This spring, full-time faculty at the College of Southern Nevada decided by a vote of 263–126 to form a collective bargaining chapter affiliated with the AAUP. CSN is the largest institution of higher education in Nevada and the third community college in the state with unionized faculty. Faculty members at many other Nevada institutions have formed nonunion advocacy chapters affiliated with the Nevada Faculty Alliance and the AAUP.
CSN faculty salaries were reduced by 2.5 percent in concert with the governor’s furlough plan from 2011 to 2015. Compensation is one of several issues faculty members are looking forward to addressing in future negotiations.
“The faculty is very engaged and looks forward to sitting down at the table with the administration to discuss faculty working conditions and student learning conditions,” said David Steel, executive director of the Nevada Faculty Alliance–AAUP.

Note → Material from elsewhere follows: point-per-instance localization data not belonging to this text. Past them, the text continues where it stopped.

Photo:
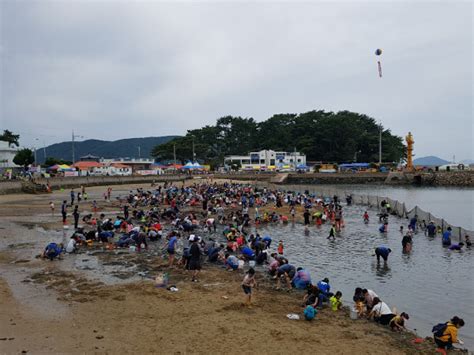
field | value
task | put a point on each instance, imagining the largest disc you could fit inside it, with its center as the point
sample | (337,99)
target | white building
(113,169)
(7,153)
(267,159)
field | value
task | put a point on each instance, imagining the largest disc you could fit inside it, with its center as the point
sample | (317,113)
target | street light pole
(73,155)
(73,152)
(174,154)
(34,148)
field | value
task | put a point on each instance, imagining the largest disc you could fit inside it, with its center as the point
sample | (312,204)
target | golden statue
(410,142)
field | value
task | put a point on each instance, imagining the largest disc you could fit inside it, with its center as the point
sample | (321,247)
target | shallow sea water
(431,283)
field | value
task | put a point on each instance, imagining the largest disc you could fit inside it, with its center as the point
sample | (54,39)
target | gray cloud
(126,69)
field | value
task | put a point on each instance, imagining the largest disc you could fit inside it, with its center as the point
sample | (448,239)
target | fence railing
(397,207)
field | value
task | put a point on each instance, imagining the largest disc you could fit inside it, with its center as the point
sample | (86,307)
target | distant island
(122,148)
(430,161)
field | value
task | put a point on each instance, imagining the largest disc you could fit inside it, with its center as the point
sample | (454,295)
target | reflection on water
(454,204)
(431,283)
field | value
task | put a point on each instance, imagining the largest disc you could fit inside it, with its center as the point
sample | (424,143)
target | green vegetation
(53,161)
(322,136)
(24,157)
(10,137)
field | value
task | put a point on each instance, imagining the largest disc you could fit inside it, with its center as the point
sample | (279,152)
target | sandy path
(76,314)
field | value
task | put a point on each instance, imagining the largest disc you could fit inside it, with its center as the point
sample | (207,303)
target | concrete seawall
(337,178)
(452,178)
(439,178)
(15,186)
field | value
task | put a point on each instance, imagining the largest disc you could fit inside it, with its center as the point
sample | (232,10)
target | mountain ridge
(121,148)
(430,160)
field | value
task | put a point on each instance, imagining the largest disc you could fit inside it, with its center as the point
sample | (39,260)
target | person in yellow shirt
(335,301)
(450,334)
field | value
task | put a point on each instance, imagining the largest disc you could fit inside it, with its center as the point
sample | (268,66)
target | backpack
(439,329)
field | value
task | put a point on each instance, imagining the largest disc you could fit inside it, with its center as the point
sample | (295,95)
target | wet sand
(62,308)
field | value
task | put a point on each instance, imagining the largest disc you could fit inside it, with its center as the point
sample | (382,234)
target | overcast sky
(112,70)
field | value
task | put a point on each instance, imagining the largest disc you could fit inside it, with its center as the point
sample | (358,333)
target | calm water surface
(454,204)
(431,284)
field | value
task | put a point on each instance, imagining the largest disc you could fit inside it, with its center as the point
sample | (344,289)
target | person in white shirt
(71,246)
(369,296)
(381,312)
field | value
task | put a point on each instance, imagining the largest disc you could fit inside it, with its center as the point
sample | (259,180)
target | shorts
(194,265)
(247,289)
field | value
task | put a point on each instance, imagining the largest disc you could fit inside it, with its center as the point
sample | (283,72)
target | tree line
(323,136)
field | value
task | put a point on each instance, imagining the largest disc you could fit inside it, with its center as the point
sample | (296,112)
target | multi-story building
(7,153)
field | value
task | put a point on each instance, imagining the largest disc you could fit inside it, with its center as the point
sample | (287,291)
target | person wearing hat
(194,256)
(382,252)
(431,229)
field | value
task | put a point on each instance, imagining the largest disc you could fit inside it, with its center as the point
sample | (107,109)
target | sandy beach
(62,307)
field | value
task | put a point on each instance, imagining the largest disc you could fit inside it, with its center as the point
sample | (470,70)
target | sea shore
(63,307)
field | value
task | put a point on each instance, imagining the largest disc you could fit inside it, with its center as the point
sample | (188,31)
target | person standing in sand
(247,284)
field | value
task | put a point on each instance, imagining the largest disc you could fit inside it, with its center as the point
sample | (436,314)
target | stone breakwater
(439,178)
(17,186)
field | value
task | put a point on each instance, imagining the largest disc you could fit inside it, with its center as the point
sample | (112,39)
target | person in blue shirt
(302,279)
(413,222)
(324,291)
(456,246)
(431,229)
(247,252)
(52,250)
(231,262)
(288,271)
(447,237)
(382,252)
(267,240)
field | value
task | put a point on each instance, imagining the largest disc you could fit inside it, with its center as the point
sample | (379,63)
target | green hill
(105,149)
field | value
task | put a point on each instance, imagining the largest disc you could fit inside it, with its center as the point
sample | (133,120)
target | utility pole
(73,155)
(294,158)
(380,144)
(73,152)
(36,157)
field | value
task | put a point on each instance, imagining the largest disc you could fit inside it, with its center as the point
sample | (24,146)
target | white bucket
(354,314)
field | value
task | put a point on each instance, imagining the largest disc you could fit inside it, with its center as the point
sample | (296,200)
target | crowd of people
(224,216)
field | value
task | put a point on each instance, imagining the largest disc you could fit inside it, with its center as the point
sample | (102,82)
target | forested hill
(106,149)
(323,136)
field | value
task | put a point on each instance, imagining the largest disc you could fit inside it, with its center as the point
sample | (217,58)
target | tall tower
(410,142)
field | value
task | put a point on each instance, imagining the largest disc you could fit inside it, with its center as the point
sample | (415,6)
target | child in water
(247,284)
(335,301)
(366,217)
(280,247)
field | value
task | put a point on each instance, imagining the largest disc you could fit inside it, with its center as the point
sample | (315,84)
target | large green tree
(9,137)
(323,136)
(24,157)
(53,161)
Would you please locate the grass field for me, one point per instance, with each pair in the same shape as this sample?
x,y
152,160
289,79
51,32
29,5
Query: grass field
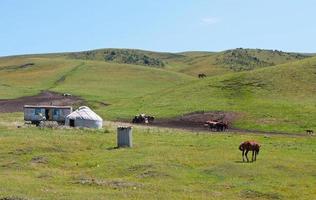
x,y
163,164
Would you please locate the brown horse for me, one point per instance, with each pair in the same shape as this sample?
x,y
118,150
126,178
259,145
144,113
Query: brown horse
x,y
249,146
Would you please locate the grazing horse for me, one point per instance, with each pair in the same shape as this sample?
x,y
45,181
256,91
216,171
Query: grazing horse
x,y
309,131
249,146
143,119
215,125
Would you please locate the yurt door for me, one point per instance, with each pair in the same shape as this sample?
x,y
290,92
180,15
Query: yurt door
x,y
72,122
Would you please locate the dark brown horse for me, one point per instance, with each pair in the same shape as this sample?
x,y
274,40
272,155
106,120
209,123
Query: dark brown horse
x,y
309,131
247,146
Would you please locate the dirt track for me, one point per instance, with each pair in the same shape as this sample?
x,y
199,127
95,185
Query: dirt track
x,y
44,98
195,122
192,121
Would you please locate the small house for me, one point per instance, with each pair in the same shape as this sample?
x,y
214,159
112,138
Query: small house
x,y
84,117
35,114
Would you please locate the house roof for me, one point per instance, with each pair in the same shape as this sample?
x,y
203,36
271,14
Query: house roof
x,y
85,113
47,106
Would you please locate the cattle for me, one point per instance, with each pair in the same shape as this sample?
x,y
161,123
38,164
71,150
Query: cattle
x,y
216,125
247,146
143,119
309,131
201,75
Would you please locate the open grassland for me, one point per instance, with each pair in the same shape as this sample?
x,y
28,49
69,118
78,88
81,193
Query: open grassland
x,y
27,76
280,98
276,98
163,164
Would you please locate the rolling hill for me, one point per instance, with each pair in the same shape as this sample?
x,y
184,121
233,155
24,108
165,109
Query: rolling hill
x,y
269,90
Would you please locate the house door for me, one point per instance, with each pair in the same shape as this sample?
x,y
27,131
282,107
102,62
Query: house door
x,y
47,114
71,122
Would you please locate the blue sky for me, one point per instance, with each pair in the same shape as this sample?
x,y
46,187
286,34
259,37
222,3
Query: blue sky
x,y
41,26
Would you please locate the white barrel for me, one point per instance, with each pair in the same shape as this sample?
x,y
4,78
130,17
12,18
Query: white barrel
x,y
124,136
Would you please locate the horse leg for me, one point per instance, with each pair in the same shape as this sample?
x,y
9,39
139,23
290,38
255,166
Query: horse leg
x,y
243,155
246,154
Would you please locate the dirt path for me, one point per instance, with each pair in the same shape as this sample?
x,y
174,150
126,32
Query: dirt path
x,y
206,130
194,122
44,98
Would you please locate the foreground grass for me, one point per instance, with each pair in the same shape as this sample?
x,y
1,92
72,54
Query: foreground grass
x,y
163,164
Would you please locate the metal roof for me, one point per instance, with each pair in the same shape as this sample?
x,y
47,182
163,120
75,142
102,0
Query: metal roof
x,y
47,106
85,113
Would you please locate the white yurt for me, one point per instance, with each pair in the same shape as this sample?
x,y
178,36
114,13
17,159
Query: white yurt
x,y
84,117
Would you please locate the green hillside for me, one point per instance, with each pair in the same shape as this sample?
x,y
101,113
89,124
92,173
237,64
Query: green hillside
x,y
279,98
270,98
163,164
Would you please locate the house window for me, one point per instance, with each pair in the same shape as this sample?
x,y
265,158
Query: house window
x,y
56,112
37,111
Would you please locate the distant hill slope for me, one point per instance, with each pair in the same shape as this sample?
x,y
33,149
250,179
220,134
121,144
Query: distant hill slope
x,y
274,98
233,61
125,56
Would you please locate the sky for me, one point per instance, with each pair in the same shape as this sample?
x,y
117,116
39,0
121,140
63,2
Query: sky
x,y
46,26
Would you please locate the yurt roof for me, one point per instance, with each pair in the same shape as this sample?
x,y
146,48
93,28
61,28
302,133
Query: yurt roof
x,y
85,113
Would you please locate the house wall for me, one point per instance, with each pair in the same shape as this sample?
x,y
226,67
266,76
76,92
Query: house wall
x,y
56,114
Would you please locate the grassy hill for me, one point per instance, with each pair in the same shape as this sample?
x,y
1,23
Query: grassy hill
x,y
270,98
71,163
279,98
163,164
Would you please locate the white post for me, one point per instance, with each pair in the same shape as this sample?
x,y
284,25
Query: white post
x,y
124,136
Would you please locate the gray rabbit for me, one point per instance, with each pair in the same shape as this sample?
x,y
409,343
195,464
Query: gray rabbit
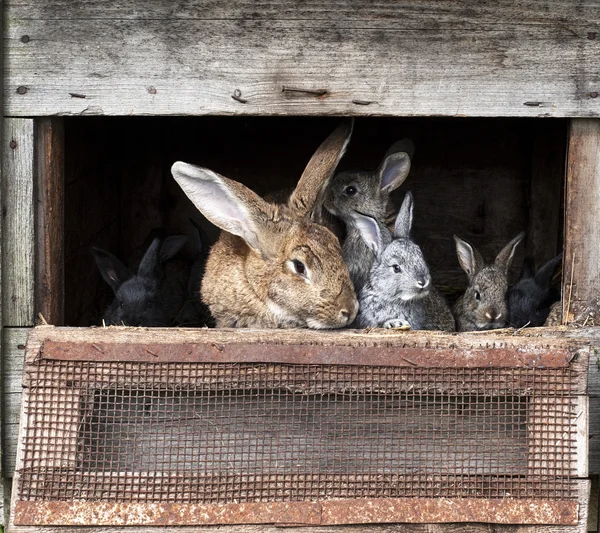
x,y
399,291
368,193
145,298
483,304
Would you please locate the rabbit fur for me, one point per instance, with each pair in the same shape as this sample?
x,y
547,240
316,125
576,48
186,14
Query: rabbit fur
x,y
145,298
274,265
368,193
483,305
530,299
399,291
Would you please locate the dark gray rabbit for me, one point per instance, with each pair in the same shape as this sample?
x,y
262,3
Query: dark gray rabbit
x,y
145,298
483,304
368,193
196,312
399,291
530,299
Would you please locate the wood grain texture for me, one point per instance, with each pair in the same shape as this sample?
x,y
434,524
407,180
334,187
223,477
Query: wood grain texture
x,y
14,355
581,527
503,58
546,192
49,219
18,223
581,272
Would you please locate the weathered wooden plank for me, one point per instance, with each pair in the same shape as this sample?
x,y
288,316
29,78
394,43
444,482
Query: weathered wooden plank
x,y
358,58
18,227
14,354
50,231
581,275
546,192
581,527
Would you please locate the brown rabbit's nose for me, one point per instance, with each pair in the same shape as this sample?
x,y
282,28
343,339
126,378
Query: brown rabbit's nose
x,y
492,315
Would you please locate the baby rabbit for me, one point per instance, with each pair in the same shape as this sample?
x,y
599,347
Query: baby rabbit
x,y
483,305
274,265
366,192
530,299
140,299
399,291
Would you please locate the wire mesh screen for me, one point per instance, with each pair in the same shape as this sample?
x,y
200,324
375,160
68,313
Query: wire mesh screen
x,y
213,433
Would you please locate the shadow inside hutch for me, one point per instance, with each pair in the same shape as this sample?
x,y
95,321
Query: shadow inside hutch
x,y
484,180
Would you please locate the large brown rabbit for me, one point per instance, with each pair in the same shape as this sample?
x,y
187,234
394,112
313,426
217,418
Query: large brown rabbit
x,y
274,265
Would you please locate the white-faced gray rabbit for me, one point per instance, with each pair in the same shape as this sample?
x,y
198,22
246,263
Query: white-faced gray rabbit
x,y
367,192
142,299
483,304
399,290
530,299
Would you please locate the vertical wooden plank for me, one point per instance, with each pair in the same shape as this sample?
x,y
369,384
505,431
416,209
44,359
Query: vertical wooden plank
x,y
18,227
581,272
3,507
546,191
49,219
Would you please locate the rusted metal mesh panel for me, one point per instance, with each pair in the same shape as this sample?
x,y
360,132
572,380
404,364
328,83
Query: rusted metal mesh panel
x,y
234,433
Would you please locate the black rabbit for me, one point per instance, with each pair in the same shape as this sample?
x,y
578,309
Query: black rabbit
x,y
529,300
145,298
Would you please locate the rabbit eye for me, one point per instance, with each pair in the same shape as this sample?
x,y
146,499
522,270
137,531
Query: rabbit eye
x,y
299,267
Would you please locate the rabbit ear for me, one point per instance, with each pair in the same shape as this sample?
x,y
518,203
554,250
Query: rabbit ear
x,y
527,270
545,274
403,145
227,204
308,194
393,171
404,218
469,258
171,246
150,265
369,231
200,240
505,257
112,270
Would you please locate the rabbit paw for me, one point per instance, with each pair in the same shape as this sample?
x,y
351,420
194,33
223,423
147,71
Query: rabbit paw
x,y
396,323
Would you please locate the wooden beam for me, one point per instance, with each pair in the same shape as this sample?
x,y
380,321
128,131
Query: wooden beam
x,y
583,488
18,223
546,191
49,193
581,263
503,58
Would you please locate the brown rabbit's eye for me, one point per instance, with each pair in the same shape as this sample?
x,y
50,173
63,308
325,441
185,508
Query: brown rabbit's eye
x,y
299,267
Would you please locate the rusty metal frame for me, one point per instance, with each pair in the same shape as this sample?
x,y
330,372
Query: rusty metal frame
x,y
209,349
327,512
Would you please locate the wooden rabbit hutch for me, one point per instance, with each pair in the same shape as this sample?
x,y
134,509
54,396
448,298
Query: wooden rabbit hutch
x,y
245,430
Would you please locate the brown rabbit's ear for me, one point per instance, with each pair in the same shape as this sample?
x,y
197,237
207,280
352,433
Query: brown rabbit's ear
x,y
307,196
227,204
469,258
505,257
369,231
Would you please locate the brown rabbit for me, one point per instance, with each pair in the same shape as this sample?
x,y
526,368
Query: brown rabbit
x,y
274,265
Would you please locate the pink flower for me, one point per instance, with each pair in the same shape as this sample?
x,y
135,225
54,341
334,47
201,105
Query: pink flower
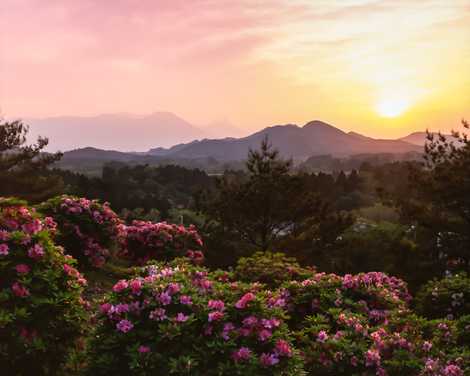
x,y
243,353
36,252
158,314
244,300
144,349
264,334
19,290
4,235
269,359
136,286
216,304
105,308
283,348
120,286
453,370
124,326
372,358
181,317
22,269
4,249
322,336
186,300
32,227
165,298
215,316
427,346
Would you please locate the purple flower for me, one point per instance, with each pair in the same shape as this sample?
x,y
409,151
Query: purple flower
x,y
36,252
215,316
243,353
269,359
124,326
120,286
181,317
165,298
264,334
244,300
158,314
22,269
144,349
322,336
216,304
4,249
283,348
186,300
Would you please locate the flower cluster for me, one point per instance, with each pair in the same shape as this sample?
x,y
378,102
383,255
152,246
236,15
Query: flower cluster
x,y
361,325
271,269
162,241
445,298
88,230
41,309
179,319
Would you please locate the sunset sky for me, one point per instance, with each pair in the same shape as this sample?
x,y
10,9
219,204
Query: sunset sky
x,y
382,68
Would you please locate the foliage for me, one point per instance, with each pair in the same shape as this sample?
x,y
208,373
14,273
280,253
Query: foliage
x,y
437,199
448,297
360,325
268,204
271,269
23,168
87,229
143,188
387,247
180,320
162,241
41,309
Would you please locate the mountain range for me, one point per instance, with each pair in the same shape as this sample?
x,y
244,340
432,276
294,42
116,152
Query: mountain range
x,y
292,141
301,143
123,131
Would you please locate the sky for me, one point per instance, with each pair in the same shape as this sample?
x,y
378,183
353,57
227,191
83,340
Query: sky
x,y
383,68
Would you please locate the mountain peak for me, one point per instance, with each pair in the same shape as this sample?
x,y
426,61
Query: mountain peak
x,y
317,123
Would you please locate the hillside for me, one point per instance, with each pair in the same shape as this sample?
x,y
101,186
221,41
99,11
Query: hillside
x,y
314,138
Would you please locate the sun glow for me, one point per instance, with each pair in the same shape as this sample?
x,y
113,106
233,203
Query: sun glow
x,y
392,107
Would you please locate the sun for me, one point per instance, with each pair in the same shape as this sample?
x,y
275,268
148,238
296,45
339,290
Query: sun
x,y
392,107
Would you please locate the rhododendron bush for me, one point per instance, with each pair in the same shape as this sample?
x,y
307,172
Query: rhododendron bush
x,y
181,320
360,325
445,298
88,230
271,269
41,309
162,241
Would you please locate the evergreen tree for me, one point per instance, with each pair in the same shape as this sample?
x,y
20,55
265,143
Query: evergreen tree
x,y
24,169
270,203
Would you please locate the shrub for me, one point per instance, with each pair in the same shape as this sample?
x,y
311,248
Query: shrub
x,y
162,241
88,230
41,309
360,325
448,297
269,268
180,320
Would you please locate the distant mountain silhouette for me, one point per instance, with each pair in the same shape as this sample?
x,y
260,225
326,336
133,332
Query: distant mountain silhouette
x,y
419,138
115,131
299,143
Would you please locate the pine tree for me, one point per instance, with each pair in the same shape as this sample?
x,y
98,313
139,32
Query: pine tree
x,y
24,169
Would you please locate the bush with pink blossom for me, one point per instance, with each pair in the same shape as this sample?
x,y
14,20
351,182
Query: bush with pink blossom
x,y
271,269
361,325
41,308
162,241
445,298
88,230
181,320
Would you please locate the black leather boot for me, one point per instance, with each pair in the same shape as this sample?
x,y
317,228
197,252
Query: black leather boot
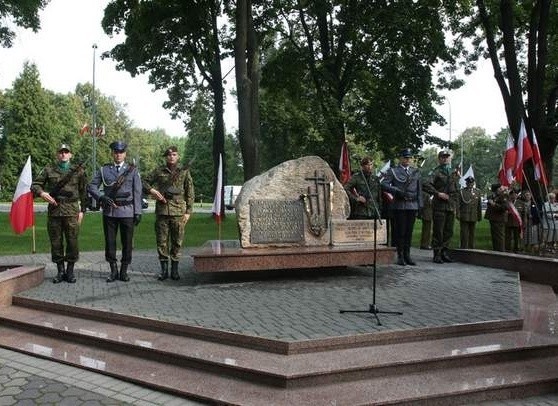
x,y
61,275
174,271
164,271
113,272
124,273
407,256
445,255
400,259
70,277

Most inspiring in the eighteen-month long campaign was the group of local leaders that emerged. Twenty-six faculty activists helped talk to hundreds of faculty members, identifying issues of concern and gauging support for collective bargaining.
“We are excited that our colleagues at the College of Southern Nevada have chosen to stand together and form a union with the AAUP. We look forward to working with them to ensure that the faculty has a strong voice on campus,” said Howard Bunsis, chair of the AAUP Collective Bargaining Congress.
Although collective bargaining is not currently permitted for faculty members on part-time appointments in Nevada, CSN faculty activists are working to bring a change in state code that would allow the institution’s nine hundred part-time faculty members to join their full-time colleagues.